The new customer journey
Engaging prospects in the “new normal”
It’s a tough time for business, and particularly for new business. With operations halted, uncertainties looming, and even handshakes becoming a thing of the past, sales pipelines have thinned and everyone is looking for ways to convert more new business.
But while we’re selling less during the pandemic, the fundamental need for sales hasn’t vanished—it just looks different. As we continue to prepare for a multitude of unknowns, one thing is certain: the customer journey has changed, maybe irrevocably so.
With face-to-face interactions no longer a prerequisite for closing major sales, businesses have had to embrace a digital-first sales process, and a multitude of different touchpoints are now in play. Below, we explore some of the most important entry and inflection points of the new journey for B2B customers—and what you can do to create the excellent experiences that turn prospects into buyers.
The pitch meeting, revisited
In-person pitches are pivotal moments in the customer journey. They’re your opportunity to gut-check your chemistry, to impress the room, to dig into the nuances of solving your customer’s problem. Without face-to-face meetings, sales teams need to pivot.
First, if you’re able to catch it at all, prospects’ time and attention span is limited. One Sullivan client’s large field sales team has found that previously multi-hour meetings are now contained to around 30 minutes. Teams should rethink their talking points and presentation materials, relying less on long decks and favoring tighter, more focused messages that bubble the most important content to the top.
We’re also seeing a trend of fewer formal pitches and more truncated phone calls and one-on-one check-ins with various decision makers. These personal interactions can help expedite an otherwise long or bureaucratic sales process. People tend to be more candid one-on-one, surfacing concerns they may not have in a larger group setting. And these calls often provide a glimpse into someone’s homelife. You might not have known your prospect has a dog or kids before they started appearing in your calls, but now you have opportunities to connect on a human level that goes beyond business.

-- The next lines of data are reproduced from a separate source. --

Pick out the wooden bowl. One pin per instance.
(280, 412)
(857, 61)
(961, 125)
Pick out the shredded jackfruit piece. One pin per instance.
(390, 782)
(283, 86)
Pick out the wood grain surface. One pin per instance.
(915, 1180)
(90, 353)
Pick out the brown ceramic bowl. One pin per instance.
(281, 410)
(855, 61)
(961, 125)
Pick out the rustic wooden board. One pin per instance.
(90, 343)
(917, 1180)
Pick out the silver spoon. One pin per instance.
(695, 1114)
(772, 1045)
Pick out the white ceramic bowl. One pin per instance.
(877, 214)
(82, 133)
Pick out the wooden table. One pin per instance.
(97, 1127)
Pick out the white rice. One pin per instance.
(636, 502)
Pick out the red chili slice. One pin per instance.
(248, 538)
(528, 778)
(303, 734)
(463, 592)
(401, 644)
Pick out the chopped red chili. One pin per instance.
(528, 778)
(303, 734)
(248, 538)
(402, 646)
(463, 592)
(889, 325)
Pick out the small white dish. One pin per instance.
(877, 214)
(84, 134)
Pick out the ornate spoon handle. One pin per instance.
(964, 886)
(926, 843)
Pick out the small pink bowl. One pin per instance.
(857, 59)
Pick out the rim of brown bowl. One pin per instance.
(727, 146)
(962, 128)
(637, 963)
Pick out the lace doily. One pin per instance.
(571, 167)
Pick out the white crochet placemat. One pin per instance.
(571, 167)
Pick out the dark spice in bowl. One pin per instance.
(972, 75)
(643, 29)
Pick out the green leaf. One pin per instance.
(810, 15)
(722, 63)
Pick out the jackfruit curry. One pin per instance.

Use these moments to build rapport and trust—ask the tough questions and allow prospects to ask theirs. Identify where shorter calls can and should take place in the customer journey, and use each one to build your relationship with prospects.
Surprise & delight from home
With pitch meetings, business lunches, conferences, and events all now taking place remotely, your prospect’s home has become an unlikely new entry point in the customer journey.

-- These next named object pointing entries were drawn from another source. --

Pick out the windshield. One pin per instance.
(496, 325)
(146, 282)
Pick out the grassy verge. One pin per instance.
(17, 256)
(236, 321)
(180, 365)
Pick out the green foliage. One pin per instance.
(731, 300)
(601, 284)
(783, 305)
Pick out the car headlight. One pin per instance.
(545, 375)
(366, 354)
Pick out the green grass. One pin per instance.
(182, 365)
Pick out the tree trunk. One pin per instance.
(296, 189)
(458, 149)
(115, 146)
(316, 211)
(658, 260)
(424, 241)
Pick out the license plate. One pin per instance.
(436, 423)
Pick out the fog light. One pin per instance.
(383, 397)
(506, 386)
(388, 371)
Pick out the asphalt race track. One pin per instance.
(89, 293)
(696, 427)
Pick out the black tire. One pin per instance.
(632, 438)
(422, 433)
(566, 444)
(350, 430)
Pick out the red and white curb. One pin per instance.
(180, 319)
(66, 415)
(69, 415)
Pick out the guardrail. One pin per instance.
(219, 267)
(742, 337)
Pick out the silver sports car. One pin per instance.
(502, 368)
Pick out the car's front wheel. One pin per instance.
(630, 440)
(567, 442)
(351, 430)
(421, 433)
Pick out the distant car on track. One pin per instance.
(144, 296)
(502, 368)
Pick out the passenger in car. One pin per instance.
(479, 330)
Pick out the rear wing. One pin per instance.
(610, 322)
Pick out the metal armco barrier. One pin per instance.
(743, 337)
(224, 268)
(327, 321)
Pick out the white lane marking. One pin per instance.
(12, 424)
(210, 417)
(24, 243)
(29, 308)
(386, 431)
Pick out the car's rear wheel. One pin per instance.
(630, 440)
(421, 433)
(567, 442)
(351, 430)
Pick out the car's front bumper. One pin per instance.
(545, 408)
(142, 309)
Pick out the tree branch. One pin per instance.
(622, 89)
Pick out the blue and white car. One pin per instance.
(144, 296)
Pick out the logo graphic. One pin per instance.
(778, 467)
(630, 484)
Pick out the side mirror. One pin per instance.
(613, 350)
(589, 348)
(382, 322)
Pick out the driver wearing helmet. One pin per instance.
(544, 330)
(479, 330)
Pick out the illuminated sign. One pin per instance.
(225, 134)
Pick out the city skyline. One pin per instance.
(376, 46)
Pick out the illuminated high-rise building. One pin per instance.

It would be easy enough to move all of these parts of the sales cycle to videoconference or phone calls—but your prospects will grow fatigued, and eventually, stop showing up. Instead, think of ways to complement virtual communication to break up the monotony of the remote lifestyle.
Many companies have embraced food delivery services to send their prospects and their families lunches or a nice meal. Coffee tasting or wine pairing kits take the place of wining and dining and add the option for interactivity. Sending coloring books to prospects with children feels far more thoughtful and useful than the traditional vendor gift (and don’t forget to brand it so they think of you)!
New prospects and long-standing clients alike will appreciate being thought of and supported. Even small gestures will stand out and can go far in both preserving and expanding business.
Hardworking digital touchpoints have more company
Your digital presence has always provided crucial entry points for prospects throughout the customer journey. Pre-pandemic McKinsey surveys showed that companies who provide buyers with outstanding digital experiences are more than twice as likely to be chosen as a primary supplier than those who provide poor experiences. In a virtual world, it’s likely these digital touchpoints have outsized impact.
Indeed, several Sullivan clients have forged ahead with our plans to redesign their websites even amid current turmoil. Clarifying their offerings and value propositions, optimizing navigation toward relevant resources, and creating more differentiated brand experiences support both immediate and long-term sales goals.
With many companies reducing ad spend, owned channels have become more important. New digital touchpoints—like branded Zoom backgrounds for video meetings, or opportunities to go live on LinkedIn or Instagram with company executives and thought leaders who might normally be traveling—are more ubiquitous and offer a chance to engage with your brand differently.
Virtual conferences have become another crucial touchpoint. Crafting engaging “booths,” panels, and keynotes can seem tricky when broadcasting from home, but with the right preparation, content, and tools, the experience can be valuable. The key is to remember to engage your prospects and encourage participation through Q&A, polls, voting, and audience interaction, so you’re not just talking at them.
Charting your organization’s new customer journey will not only highlight the important changes in your sales cycle; it will illuminate gaps in how you might be servicing prospects. Your teams will emerge from this exercise prepared to leverage new tactics and be helpful guides for customers along the new journey.